Table_1_Metabolomic and transcriptomic analyses reveal the mechanism of sweet-acidic taste formation during pineapple fruit development.XLSX

Pineapple (Ananas comosus L.) is one of the most valuable subtropical fruit crop in the world. The sweet-acidic taste of the pineapple fruits is a major contributor to the characteristic of fruit quality, but its formation mechanism remains elusive. Here, targeted metabolomic and transcriptomic analyses were performed during the fruit developmental stages in two pineapple cultivars (“Comte de Paris” and “MD-2”) to gain a global view of the metabolism and transport pathways involved in sugar and organic acid accumulation. Assessment of the levels of different sugar and acid components during fruit development revealed that the predominant sugar and organic acid in mature fruits of both cultivars was sucrose and citric acid, respectively. Weighted gene coexpression network analysis of metabolic phenotypes and gene expression profiling enabled the identification of 21 genes associated with sucrose accumulation and 19 genes associated with citric acid accumulation. The coordinated interaction of the 21 genes correlated with sucrose irreversible hydrolysis, resynthesis, and transport could be responsible for sucrose accumulation in pineapple fruit. In addition, citric acid accumulation might be controlled by the coordinated interaction of the pyruvate-to-acetyl-CoA-to-citrate pathway, gamma-aminobutyric acid pathway, and tonoplast proton pumps in pineapple. These results provide deep insights into the metabolic regulation of sweetness and acidity in pineapple.
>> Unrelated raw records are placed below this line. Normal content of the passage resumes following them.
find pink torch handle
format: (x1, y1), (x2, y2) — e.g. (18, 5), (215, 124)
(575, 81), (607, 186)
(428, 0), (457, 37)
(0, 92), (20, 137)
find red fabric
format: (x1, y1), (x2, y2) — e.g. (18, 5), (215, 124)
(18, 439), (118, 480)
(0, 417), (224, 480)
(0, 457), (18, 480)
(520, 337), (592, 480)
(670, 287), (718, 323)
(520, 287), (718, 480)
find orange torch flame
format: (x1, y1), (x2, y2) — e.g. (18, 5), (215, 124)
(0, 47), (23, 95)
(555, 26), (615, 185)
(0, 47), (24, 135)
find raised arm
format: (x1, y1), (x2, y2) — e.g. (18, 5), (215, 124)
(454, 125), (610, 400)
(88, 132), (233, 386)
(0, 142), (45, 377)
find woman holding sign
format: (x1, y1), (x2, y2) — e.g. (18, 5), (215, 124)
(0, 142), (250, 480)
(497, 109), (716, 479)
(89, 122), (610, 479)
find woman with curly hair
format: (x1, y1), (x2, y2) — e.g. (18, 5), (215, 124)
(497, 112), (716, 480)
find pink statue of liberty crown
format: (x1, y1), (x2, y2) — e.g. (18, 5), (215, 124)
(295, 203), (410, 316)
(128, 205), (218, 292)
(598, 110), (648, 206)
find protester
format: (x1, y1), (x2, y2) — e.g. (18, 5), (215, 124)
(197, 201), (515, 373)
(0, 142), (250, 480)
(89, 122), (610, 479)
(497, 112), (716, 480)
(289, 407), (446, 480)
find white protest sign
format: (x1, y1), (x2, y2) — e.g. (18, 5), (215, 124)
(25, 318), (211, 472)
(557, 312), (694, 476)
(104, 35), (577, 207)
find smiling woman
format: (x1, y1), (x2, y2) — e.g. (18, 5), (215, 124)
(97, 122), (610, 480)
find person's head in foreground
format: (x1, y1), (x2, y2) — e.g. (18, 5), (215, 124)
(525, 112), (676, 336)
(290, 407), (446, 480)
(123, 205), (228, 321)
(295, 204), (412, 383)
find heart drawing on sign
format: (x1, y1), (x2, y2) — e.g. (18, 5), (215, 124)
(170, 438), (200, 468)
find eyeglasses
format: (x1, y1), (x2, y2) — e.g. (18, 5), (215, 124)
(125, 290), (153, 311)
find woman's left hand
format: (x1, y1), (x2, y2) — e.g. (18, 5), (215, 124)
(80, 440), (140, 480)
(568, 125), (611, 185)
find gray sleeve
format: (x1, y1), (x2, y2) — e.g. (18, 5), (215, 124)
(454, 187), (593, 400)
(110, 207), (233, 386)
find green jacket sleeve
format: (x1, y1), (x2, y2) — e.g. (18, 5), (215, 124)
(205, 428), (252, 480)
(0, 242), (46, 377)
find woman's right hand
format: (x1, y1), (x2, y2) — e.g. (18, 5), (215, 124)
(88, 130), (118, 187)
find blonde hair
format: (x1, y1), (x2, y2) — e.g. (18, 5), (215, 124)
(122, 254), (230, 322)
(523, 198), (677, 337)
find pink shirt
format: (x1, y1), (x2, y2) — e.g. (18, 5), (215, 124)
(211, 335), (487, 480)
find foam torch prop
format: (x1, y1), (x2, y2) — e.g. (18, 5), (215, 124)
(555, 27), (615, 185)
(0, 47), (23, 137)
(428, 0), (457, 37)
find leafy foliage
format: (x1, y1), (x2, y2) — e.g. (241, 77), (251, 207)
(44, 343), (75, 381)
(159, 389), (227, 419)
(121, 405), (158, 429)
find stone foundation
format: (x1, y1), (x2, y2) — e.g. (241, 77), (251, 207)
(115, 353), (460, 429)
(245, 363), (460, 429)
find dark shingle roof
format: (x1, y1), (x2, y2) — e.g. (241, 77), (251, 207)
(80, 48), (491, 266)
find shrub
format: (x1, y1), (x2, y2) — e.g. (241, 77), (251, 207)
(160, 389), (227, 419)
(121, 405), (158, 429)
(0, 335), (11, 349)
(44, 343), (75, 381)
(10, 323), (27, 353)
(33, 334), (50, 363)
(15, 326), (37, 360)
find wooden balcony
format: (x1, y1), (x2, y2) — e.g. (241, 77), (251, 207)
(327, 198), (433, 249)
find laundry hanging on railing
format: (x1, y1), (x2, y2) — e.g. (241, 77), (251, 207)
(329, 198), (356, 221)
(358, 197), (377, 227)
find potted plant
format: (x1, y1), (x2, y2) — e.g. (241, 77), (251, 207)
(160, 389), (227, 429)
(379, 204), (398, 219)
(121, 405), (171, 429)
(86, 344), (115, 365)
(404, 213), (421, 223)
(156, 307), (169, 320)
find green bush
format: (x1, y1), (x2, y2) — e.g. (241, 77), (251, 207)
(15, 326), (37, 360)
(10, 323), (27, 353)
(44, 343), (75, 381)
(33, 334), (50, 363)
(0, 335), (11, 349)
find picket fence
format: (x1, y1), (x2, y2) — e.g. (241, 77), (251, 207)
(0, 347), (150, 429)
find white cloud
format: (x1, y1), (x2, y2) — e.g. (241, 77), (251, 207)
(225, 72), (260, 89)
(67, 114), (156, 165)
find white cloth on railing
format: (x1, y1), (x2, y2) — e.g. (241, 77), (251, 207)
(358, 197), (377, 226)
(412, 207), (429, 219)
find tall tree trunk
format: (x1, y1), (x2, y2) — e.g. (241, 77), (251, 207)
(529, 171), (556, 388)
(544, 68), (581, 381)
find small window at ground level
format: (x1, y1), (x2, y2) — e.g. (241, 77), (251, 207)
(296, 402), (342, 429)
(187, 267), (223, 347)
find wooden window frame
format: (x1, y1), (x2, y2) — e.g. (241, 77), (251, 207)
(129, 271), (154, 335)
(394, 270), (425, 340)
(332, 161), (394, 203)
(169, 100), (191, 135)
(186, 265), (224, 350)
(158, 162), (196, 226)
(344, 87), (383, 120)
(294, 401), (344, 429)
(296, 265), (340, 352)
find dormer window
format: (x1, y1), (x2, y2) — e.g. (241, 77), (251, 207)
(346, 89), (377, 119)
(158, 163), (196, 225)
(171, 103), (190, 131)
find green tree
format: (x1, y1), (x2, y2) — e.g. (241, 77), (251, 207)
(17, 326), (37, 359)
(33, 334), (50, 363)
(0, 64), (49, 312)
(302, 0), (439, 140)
菠萝（Ananas comosus L.）乃全球最具价值的亚热带水果作物之一。菠萝果实之甜美与酸涩之味，为果实品质之特征性贡献良多，然而其形成机制却始终难以捉摸。本研究针对两种菠萝品种（“巴黎伯爵”与“MD-2”）在果实发育阶段，进行了靶向代谢组学和转录组学分析，以期全面了解糖分与有机酸积累所涉及的代谢与运输途径。对果实发育过程中不同糖分与酸分成分水平的评估显示，两种品种成熟果实中的主要糖分与有机酸分别为蔗糖与柠檬酸。通过对代谢表型与基因表达谱的加权基因共表达网络分析，成功识别出与蔗糖积累相关的21个基因以及与柠檬酸积累相关的19个基因。这21个基因的协调相互作用与菠萝果实中蔗糖的不可逆水解、再合成及运输相关，可能负责蔗糖的积累。此外，柠檬酸的积累可能受菠萝中丙酮酸至乙酰辅酶A至柠檬酸的途径、γ-氨基丁酸途径以及质膜质子泵的协调作用所调控。本研究结果为菠萝甜味与酸味代谢调节提供了深刻的见解。